By now, we’ve all heard that the biggest intergenerational wealth transfer in history is underway. A whopping $750B will be inherited by Canadian baby-boomers aged 50-75.
Inheriting a bunch of money at once can be a bit of a double-edged sword; you’re receiving a sum of money while also processing the loss of someone close. Ultimately, the best way for you to honour your inheritance and make it last is to use and save it – very wisely.
Here’s our top tips for making the best use of your newfound inheritance:
1) Take a step back
The key to turning this lump sum into something really fruitful for your financial future: smart choices. If you had a special relationship with the deceased, you’re likely struggling with the conflicting feelings of sorrow for your loss and also some excitement for the windfall of new money. It’s understandable if you’re too emotional to be strategic. Just stick the money in a money market fund for the next 90-120 days and don’t worry about it.

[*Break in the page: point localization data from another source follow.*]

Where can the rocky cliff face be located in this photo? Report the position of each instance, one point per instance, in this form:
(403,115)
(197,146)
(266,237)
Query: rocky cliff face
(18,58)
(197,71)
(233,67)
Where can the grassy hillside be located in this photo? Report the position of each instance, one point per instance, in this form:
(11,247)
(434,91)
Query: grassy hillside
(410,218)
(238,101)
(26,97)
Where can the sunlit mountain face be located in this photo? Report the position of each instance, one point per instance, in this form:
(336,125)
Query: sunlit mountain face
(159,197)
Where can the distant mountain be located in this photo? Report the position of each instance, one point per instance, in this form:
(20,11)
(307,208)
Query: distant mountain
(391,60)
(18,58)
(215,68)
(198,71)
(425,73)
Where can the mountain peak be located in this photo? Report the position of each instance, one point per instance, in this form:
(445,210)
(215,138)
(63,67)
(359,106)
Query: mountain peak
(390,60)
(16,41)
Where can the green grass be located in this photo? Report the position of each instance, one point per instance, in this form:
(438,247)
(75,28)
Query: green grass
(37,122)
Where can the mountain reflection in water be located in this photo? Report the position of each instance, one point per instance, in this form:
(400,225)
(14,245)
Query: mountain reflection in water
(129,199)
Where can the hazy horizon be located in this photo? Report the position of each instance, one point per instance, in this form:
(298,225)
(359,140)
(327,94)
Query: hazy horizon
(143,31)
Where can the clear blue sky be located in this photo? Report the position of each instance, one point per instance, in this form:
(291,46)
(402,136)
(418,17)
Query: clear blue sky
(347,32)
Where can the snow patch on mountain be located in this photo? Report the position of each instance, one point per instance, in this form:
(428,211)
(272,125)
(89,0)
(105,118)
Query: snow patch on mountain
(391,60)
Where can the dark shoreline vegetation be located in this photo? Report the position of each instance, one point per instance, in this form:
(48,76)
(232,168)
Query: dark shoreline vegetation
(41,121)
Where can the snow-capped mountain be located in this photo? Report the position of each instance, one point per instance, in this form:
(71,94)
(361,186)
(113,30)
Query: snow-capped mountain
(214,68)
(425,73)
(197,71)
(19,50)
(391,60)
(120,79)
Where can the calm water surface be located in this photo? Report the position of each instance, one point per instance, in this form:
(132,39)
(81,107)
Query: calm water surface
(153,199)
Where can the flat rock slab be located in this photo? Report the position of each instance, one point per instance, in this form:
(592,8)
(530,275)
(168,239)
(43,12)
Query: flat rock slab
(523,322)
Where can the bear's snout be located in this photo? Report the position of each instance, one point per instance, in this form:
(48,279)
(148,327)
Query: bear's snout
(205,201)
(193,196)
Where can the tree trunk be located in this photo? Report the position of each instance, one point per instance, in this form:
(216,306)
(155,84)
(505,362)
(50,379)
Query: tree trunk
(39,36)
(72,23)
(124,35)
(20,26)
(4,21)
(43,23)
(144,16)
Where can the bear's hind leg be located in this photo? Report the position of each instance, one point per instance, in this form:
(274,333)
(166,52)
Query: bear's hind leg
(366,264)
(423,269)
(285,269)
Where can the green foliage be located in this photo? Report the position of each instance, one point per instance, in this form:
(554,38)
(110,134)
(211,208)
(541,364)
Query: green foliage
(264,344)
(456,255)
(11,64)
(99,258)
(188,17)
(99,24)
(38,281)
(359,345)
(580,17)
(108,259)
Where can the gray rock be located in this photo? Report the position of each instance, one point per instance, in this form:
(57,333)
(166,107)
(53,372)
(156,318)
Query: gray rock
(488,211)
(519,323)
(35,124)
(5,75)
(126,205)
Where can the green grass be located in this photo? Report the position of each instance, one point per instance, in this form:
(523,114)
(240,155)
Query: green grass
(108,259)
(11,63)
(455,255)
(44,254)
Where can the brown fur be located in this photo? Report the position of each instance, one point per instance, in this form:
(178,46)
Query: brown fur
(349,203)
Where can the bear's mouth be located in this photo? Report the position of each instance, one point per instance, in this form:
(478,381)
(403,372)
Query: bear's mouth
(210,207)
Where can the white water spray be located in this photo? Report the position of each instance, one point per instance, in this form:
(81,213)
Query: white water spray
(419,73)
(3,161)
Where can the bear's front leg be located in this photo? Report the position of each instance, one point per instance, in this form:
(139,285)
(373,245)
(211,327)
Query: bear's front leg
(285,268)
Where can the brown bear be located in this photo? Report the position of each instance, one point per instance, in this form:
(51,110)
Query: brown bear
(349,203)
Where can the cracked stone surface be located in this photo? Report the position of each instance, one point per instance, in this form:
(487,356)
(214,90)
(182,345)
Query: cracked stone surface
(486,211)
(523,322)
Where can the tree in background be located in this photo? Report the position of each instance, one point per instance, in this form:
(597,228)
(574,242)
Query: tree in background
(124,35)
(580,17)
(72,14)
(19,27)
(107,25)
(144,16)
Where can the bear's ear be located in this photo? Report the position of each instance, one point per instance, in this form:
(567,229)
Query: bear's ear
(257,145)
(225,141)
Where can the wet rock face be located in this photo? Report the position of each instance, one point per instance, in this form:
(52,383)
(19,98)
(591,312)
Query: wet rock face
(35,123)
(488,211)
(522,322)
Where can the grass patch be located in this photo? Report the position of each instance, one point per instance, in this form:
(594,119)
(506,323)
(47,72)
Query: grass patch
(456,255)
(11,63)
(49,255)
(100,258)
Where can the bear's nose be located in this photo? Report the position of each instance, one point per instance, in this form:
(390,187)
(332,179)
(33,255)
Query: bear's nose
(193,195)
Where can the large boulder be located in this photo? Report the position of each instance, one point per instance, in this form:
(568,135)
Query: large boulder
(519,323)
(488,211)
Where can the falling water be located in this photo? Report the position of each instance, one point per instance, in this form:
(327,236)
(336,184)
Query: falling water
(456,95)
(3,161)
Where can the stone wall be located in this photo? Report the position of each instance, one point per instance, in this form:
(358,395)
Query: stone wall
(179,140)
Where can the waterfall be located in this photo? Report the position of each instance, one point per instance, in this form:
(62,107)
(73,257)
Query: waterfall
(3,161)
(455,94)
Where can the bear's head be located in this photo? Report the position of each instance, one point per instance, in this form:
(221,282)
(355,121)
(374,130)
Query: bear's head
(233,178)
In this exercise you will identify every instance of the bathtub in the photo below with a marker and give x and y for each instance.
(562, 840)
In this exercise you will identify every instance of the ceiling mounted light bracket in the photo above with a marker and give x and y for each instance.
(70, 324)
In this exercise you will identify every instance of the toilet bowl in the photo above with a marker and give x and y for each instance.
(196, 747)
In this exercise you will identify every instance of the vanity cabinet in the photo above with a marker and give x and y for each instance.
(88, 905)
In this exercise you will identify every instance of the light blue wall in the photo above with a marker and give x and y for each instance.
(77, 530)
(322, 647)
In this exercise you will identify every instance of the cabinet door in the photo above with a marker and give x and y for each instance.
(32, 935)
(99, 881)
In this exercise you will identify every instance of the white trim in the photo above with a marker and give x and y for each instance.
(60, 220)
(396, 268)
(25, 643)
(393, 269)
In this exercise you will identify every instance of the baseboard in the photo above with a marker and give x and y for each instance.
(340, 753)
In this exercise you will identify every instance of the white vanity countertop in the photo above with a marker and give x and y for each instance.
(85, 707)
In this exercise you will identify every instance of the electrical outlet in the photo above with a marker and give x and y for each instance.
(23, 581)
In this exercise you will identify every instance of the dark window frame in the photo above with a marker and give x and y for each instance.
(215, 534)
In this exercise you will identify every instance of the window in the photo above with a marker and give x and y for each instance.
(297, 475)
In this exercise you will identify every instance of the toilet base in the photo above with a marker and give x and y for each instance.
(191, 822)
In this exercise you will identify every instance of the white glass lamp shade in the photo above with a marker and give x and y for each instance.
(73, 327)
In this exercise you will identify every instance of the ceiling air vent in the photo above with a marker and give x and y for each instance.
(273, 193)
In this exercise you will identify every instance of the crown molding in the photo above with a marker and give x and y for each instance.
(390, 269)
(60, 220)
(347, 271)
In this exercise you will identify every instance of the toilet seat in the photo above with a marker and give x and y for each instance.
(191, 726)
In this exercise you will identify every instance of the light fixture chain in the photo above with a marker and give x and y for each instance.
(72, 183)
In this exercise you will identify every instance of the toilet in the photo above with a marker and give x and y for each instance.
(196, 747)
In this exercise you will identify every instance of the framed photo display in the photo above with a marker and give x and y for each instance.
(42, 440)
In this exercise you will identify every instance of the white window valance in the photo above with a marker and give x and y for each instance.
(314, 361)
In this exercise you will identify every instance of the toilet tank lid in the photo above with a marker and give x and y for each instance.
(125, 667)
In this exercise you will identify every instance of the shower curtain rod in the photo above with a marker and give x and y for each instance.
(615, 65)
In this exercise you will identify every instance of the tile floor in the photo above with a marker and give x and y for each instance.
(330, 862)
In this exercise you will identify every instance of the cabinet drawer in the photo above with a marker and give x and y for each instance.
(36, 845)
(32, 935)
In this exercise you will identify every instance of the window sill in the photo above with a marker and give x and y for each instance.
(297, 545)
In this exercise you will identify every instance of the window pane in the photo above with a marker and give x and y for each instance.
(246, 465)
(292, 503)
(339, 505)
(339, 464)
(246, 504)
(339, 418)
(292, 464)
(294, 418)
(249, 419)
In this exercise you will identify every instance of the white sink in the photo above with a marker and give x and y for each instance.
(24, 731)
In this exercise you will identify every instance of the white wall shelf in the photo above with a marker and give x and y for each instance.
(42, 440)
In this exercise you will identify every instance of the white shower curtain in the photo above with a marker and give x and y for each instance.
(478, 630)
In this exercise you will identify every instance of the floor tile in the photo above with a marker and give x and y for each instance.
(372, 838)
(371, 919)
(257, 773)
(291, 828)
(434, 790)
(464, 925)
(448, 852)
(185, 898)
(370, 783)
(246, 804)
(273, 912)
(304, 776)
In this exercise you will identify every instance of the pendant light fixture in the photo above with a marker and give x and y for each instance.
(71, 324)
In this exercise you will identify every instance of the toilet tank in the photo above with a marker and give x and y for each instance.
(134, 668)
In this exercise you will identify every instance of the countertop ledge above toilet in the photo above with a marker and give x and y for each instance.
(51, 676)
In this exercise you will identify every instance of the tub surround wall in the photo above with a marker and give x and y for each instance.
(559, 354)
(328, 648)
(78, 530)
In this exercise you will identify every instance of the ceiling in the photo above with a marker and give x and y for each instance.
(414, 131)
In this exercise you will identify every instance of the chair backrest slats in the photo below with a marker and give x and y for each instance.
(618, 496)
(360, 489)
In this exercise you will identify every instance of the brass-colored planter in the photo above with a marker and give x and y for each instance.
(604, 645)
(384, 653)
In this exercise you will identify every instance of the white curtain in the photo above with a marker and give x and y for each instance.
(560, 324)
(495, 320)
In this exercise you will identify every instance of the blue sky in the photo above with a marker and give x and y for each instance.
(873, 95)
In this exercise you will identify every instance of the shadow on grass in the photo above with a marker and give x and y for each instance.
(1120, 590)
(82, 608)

You’ll be able to make smart, sound decisions soon enough.
2) Eliminate high-interest debt
The best thing about your inheritance is being able to buy yourself peace of mind. Those bills, credit card balances, personal line of credit and mortgage. Now you can make one of the best contributions to your financial future and be rid of debt (pending inheritance amount and debt balance). Prepaying your mortgage with just $10,000 on a $100,000 mortgage amortized for 25 years at 10%? You’ll save up to $52,223 in interest- not too bad!
3) Grow your fortune
Investing your inheritance, or a portion of it, in the right vehicles can seriously amp up your retirement fund to help you move smoothly through life’s milestones.
If you’re behind in saving for retirement, the option of investing your inheritance needs to be seriously considered. It’s hard to make up for lost time when your retirement savings have been insufficient, but a bump up from your inheritance can really help.
If your income is high and stable, you can invest some of your inheritance as well as pay down debts. The trick is to invest the right way.
4) Max out your RRSP
Find out how much RRSP contribution room you and your spouse have and start using it. Contribute a big chunk now, and then work with an accountant to determine when you should actually take the deduction to get the highest refund on your income tax. This will help save you from blowing your inheritance and ensure you’re set up for a peaceful and enjoyable retirement down the road.
5) Max out RESP contributions
Contribute to your kids’ education is a great option for your inheritance. It will:
a) Set them up for success
b) Provide you with a guaranteed 20% return
Twenty per cent is the amount the government provides on your contributions. Odds are you haven’t maxed out the $2,500 per child per year. Now, you can open up a family RESP and figure out what amount to contribute that will work best with your inheritance and your family’s future.
6) Set up an emergency fund
Buy yourself some peace of mind by setting aside the equivalent of about six month’s income for your new emergency fund. Put it away in a TFSA for things in life that you can’t plan for, like job loss or a health issue. You’ll feel more confident and peaceful knowing you’re financially protected for whatever life brings your way.
Using your inheritance to help others can make great sense if your retirement savings and debt are both in decent shape. Giving to charity also comes with some tax breaks, so you’ll get back some of those gifts in tax savings.
8) Treat Yourself
Remember all those things you wanted to, but couldn’t do before? You can do some of them now! We’re not going to tell you not to have any fun with your inheritance. If your debt is under control, your retirement savings are decent, and you’ve got sufficient and stable income, then there’s nothing wrong with spending some of that inheritance. For example, those home renovations you’ve been wanting to do to your home isn’t a bad idea as it’s going to increase the value of your place.
Just be careful what you do with your new money. Money tends to be absorbed into a spending plan as easily as water in a desert, so be sure to set some limits and save!